• Source:JND

Screen Time Affects Sleep: In today’s digital-driven world, it’s almost second nature to wind down at night by scrolling through social media, watching a show, or responding to one last email. While these habits may seem harmless or even relaxing, emerging research suggests they could be silently sabotaging your sleep. The glow of screens from smartphones, tablets, computers, and TVs emits blue light, which can disrupt the body’s natural circadian rhythm, delaying the release of melatonin, the hormone that signals it’s time to sleep. As a result, even short periods of screen use before bed can lead to trouble falling asleep, lighter sleep, and reduced overall sleep quality.

Poor sleep can have far-reaching effects on physical health, emotional well-being and cognitive performance. As screen time continues to climb across all age groups, understanding the science behind its impact on our nightly rest is more crucial than ever. In conversation with Jagran English, Dr. Arun Chowdary Kotaru, Unit Head & Sr. Consultant - Respiratory Disease & Sleep Medicine (Unit I), Artemis Hospitals, shares what blue light is emitted from smartphones, what are its disadvantages and tips to achieve peaceful sleep at night.

What is Blue Light And Why Is It Harmful?

Blue light is released by the sun and digital devices such as phones, tablets, and computers. Blue light keeps you awake in the daytime, which is fine. Dr. Arun Chowdary Kotar says, “But blue light at night can trick your body's clock. It Blue light prevents the release of melatonin, the hormone that puts you to sleep. Without enough melatonin, it becomes more difficult to fall asleep, sleep soundly, or get the kind of deep sleep your body requires.”

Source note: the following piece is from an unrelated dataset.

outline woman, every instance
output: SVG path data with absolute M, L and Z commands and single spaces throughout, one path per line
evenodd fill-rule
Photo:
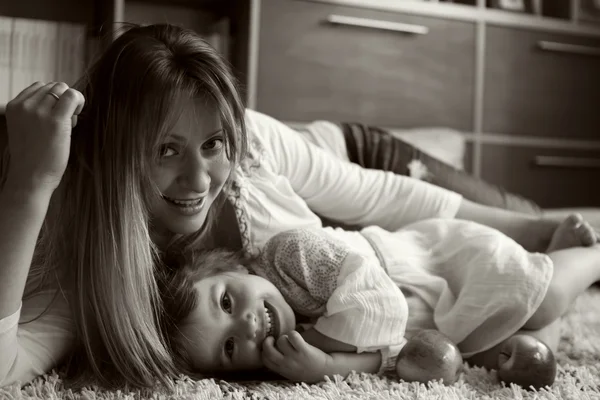
M 187 30 L 132 28 L 78 89 L 35 83 L 7 105 L 1 385 L 67 359 L 75 377 L 104 385 L 167 381 L 177 371 L 157 322 L 164 260 L 215 247 L 256 254 L 275 233 L 320 226 L 313 211 L 389 230 L 471 219 L 529 249 L 565 232 L 340 162 L 245 112 L 223 60 Z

How Screen Time Affects Sleep

Dr. Arun Chowdary Kotar explains several reasons why screen time affects sleep, especially at night.

Delayed sleep time: Watching screens before bed keeps your brain awake, preventing you from relaxing and sleeping on time.

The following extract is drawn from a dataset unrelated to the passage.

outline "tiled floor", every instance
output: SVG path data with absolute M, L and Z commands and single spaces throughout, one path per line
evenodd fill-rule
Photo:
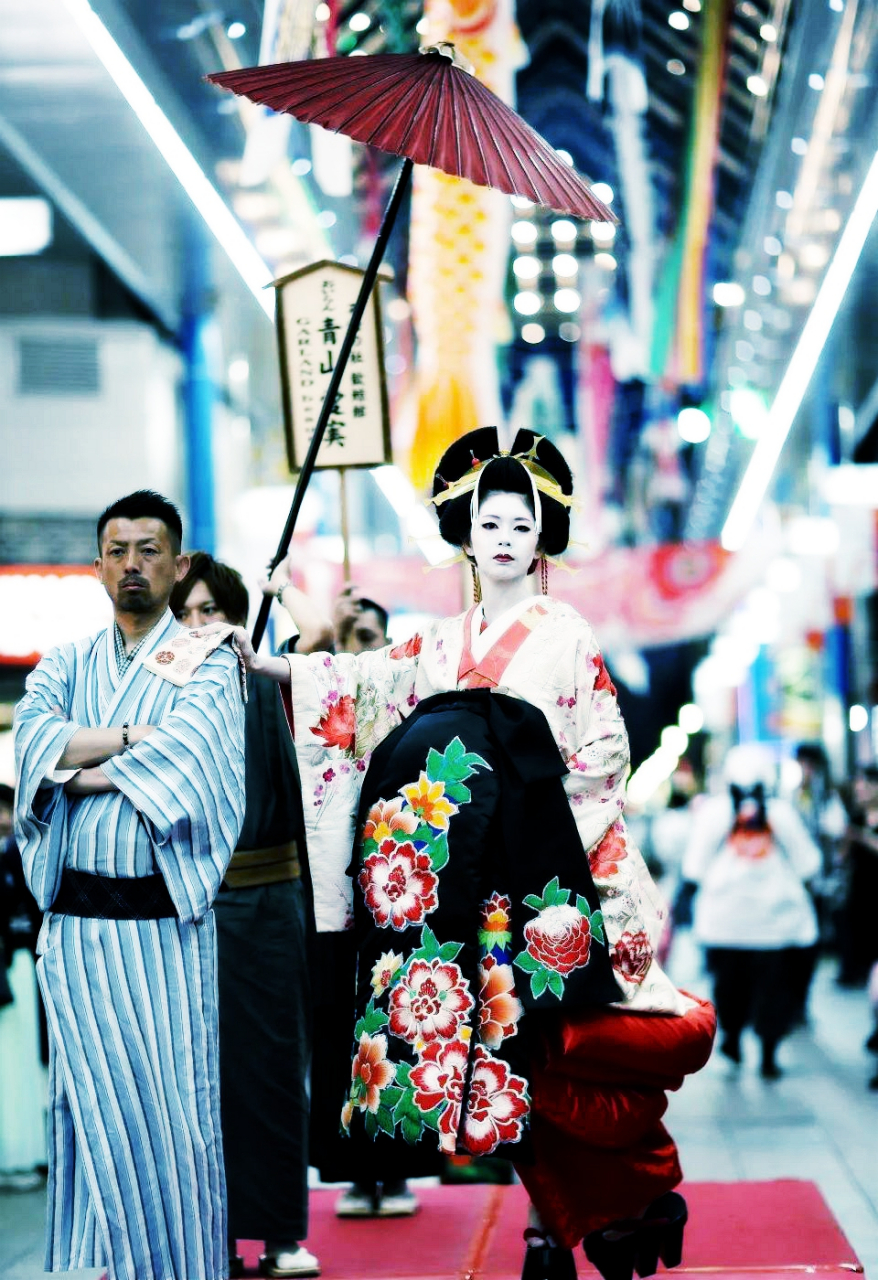
M 671 967 L 681 985 L 709 994 L 685 937 Z M 738 1069 L 714 1057 L 672 1097 L 669 1124 L 690 1180 L 812 1179 L 878 1280 L 878 1092 L 866 1088 L 875 1059 L 863 1050 L 870 1018 L 865 994 L 833 979 L 827 964 L 811 1025 L 781 1048 L 782 1079 L 759 1078 L 755 1044 Z M 43 1191 L 0 1192 L 0 1280 L 42 1275 L 44 1203 Z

Poor sleep quality: Screen exposure disrupts deep sleep phases, so your sleep will be light, interrupted, and not really refreshing.

Shorter sleep time: Late-night screen usage leads to less time sleeping overall, leaving you with fewer hours to unwind and recover.

Daytime tiredness: Poor sleep results in fatigue, loss of focus, and mood swings the following day.Increased stress levels: Sleep interference from screen usage could increase stress hormones and leave you feeling anxious, stressed, or emotionally exhausted during the day.

Screen Time Affects Sleep (1)

Blue Light In Gadgets Can Disturb Sleep (Image Credits: Canva)

Tips To Reduce The Impact And Sleep Better

Dr. Arun Chowdary Kotar shares, “The good news is, there are easy things you can do to shield your sleep despite using technology.”

Skip screens at least one hour before bedtime. Let your brain unwind without stimulation.

Employ blue light filters, most devices nowadays come with a night mode or blue light filter that minimises the blue light exposure.

Wear blue light-blocking glasses since they filter out harmful blue light, which is especially helpful if you have to use screens at night.

Establish a bedtime routine by substituting screen time with soothing activities such as reading, stretching, or meditating to allow your body to settle into sleep.

Make the bedroom screen free to establish a comfortable sleep environment and resist the temptation of using phones, tablets, or TVs before sleep.

Screens are an integral part of our everyday lives, but being aware of their use is what will help ensure good sleep. Protecting your sleep is not only about sleep, but it ensures improved mental focus, emotional balance, and overall health. A few adjustments to your nighttime routine can make a significant difference in helping you sleep soundly and feel refreshed when you wake up.